Protesters in Clissold Park. Picture: Tom Horton Protesters in Clissold Park. Picture: Tom Horton

This was strongly disputed by all, including Ms Tunks, who said: “Don’t believe this nonsense about funding not being cut because it absolutely is”.

Mr Binnie-Lubbock questioned why we couldn’t be increasing the overall investment in funding, given “we’re the 5th richest country in the world”.

Mr Richards agreed and defended his party’s record in the last parliament, arguing they helped safeguard school funding from Tory ideologues. Ms Abbott also argued for increased funding and made a point of explaining how she would pay for this, announcing: “I’m not getting caught out again!”

One of her suggestions for raising money was getting rid of the charitable status of private schools and making them pay VAT – something she seemed to have written on the reverse of a flashcard she pulled from a sizeable wedge presumably detailing the finer points of costings for Labour’s manifesto.

The candidates painted a bleak picture of schooling in the borough. Mr Binnie-Lubbock, who spoke of his time on the picket line with those working in early years education, summed up the mood: “We’re at the thick end of the wedge – we’ve passed the thin end.”

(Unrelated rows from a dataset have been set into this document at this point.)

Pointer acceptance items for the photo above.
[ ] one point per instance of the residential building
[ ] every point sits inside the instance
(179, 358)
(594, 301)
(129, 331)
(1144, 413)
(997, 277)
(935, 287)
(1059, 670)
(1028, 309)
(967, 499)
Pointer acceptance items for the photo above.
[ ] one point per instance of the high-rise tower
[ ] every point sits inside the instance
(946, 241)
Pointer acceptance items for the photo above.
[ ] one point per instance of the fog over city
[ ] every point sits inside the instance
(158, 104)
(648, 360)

However Ms Gray believed Labour’s model did not work, citing personal experience of trying to teach English to pupils who were unable to read.

She claimed it was this experience that drove her to the Tories, arguing standards and expectations needed to be higher.

Ms Kriel was concerned with the way teachers are treated and the knock on effect on students. She argued teachers are “not respected” and aren’t paid enough to persuade enough people to do it.

She said the large turnover in staff and difficulties with recruitment were driving down standards.

Parent and event organiser Emma Griffith was pleased with some of the things she heard, but wasn’t convinced.

Speaking to the Gazette after the hustings, she said: “Labour and the Greens said some good things I agreed with and it’s great that we’ve got people talking about this issue, but as far as I’m concerned if we end up with a Tory government then I don’t see this problem going away.

“However it’s important we show our opposition and make our voice heard.”

Polls were conducted at the start of the evening about who the crowd intended on voting for in the upcoming election.

The crowd was asked who they voted for, or would have voted for, in the 2015 general election. The results were:

Labour 66pc, Liberal Democrats 21pc, Greens 10pc and Conservatives 3pc.

At the end of the hustings, the results were: Labour 54pc, Greens 38pc, Liberal Democrats 6pc and Conservatives 2pc.